Monday, March 16, 2020

The Real Tough Questions About This Market

The last post asked an important question:  Are we seeing a nasty correction or part of a larger bear market?  This post asks a very tough question:  Are we seeing the opening phases of something worse than a nasty recession?

As a psychologist working with traders and investors, my job is to ask the tough questions that, in our desire for comfort, we may not be asking ourselves.  The goal is not to convince anyone and certainly not to frighten them.  Rather, the objective is to encourage open-minded awareness of ourselves and the world around us.  Whatever decisions we make, we want to do so with open eyes.  As I've noted in the past, my role is not just to comfort the afflicted, but also afflict the comfortable.  Unquestioned answers and assumptions are part of our (sometimes false) comfort.

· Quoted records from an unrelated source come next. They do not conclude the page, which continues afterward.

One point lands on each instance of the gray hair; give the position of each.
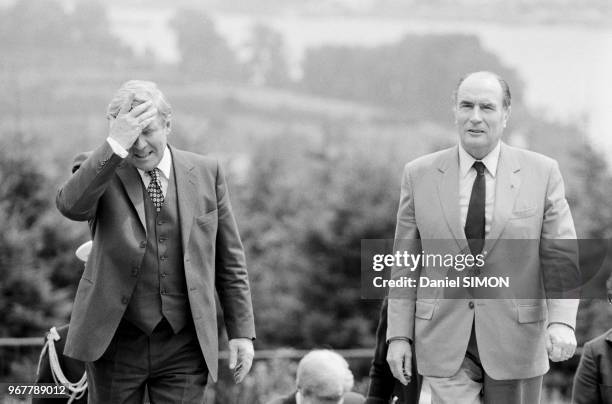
(507, 96)
(143, 91)
(324, 374)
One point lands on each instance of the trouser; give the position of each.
(170, 366)
(472, 385)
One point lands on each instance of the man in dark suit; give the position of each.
(475, 199)
(164, 240)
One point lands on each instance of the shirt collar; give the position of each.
(490, 160)
(165, 164)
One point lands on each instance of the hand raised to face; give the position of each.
(130, 122)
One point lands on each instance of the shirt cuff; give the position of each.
(117, 148)
(558, 322)
(399, 339)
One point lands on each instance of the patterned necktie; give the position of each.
(154, 189)
(475, 220)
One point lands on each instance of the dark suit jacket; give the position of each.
(108, 193)
(593, 379)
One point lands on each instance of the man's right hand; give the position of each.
(399, 357)
(130, 122)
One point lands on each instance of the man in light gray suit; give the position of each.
(164, 240)
(478, 195)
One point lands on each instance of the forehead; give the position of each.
(480, 88)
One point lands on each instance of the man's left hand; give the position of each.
(241, 357)
(560, 342)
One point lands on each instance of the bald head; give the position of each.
(323, 376)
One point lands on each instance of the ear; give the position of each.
(507, 112)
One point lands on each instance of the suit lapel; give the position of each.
(186, 193)
(507, 185)
(448, 193)
(133, 187)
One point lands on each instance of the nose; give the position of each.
(475, 116)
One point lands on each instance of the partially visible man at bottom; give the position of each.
(323, 377)
(164, 240)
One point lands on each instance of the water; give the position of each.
(565, 68)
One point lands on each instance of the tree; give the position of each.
(266, 63)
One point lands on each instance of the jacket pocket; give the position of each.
(531, 313)
(523, 212)
(424, 310)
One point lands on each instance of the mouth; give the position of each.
(142, 155)
(476, 132)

Prior to the Great Depression in 1929, financial markets experienced many "panics", indeed every 20-30 years or so.  With the strengthening of the banking system, including the role of central banks in economies, we have been without a "panic" for a record number of years.  Yes, there have been shocks like in 1987 and major recessions as in 2008, but nothing like a depression that not only wipes out investor wealth, but impacts the entire social structure through shortages, unemployment, and day-to-day insecurity.  My grandparents lived through the Great Depression, and it affected their outlook and behavior for the rest of their lives.

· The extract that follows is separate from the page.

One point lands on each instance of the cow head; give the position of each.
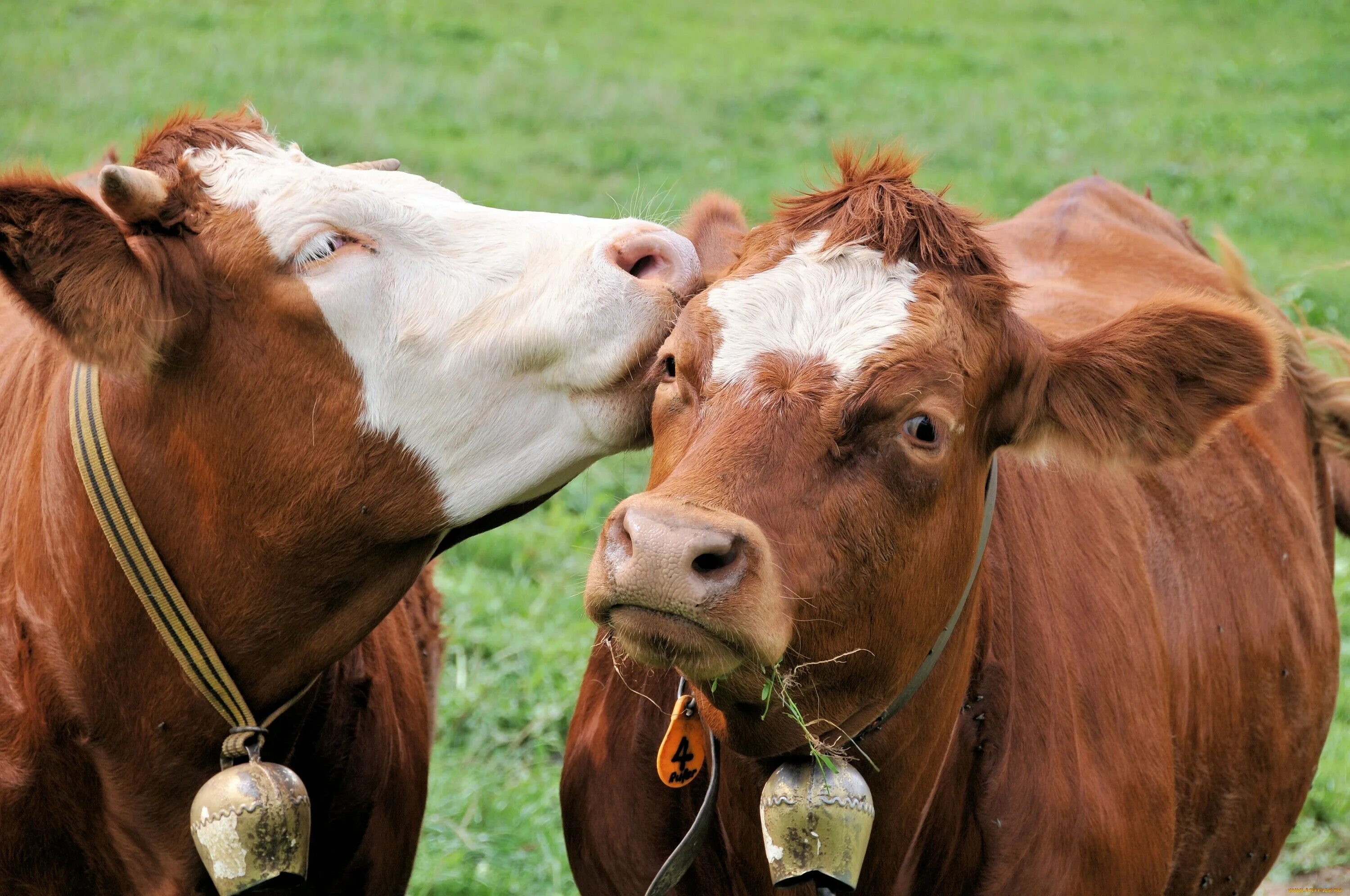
(824, 426)
(315, 315)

Recently, we're starting to see hints of such impact with the coronavirus pandemic.  Falling markets--even in the face of coordinated central bank action--are certainly part of it, as are reports of overrun supermarkets and hospitals.  Recently, I'm hearing more about concern for failing markets, as speculation about complete market shutdowns increase.  Businesses--from restaurants and bars to cruise lines, hotels, airlines, entertainment venues, and schools--are in shutdown mode, almost certainly creating a quick shock to the economy through unemployment.  In a short time, we've gone from complacency (It's just another flu) to the hoarding of food and supplies.

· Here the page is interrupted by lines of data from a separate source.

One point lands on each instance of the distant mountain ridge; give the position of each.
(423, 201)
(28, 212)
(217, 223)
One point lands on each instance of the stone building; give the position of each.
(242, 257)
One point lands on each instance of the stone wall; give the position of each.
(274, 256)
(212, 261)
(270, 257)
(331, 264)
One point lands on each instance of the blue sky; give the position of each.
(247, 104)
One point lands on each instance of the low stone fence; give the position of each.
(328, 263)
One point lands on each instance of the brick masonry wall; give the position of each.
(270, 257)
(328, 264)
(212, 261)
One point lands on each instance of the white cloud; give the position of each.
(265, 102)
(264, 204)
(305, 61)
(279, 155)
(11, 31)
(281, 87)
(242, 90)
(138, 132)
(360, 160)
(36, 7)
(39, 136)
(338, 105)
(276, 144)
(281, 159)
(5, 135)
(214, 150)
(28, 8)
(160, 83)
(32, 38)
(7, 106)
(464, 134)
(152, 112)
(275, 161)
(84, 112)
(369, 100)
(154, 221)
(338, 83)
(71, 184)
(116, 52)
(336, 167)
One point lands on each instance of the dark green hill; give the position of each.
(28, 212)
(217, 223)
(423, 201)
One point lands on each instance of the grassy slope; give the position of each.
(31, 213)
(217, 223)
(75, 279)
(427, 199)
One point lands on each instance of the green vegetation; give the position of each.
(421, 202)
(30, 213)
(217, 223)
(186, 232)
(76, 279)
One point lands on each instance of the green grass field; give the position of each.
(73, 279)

How do municipalities and companies pay off their debt if money isn't coming in?  What happens to bondholders who are already battered by falling stock prices?  Suddenly we have "risk parity" in reverse--and a phenomenal loss of wealth for families and institutions.  

And how does all this unemployment, social distancing, and broad financial loss *not* affect young people for years to come, particularly if the virus--like Spanish Flu--comes back a second year in an even more virulent form?

So, yes, it's a good question to ask whether this is a nasty correction or a bear market.  It's also a worthwhile question to ask whether this is a recession in the making or something more generational in its impact.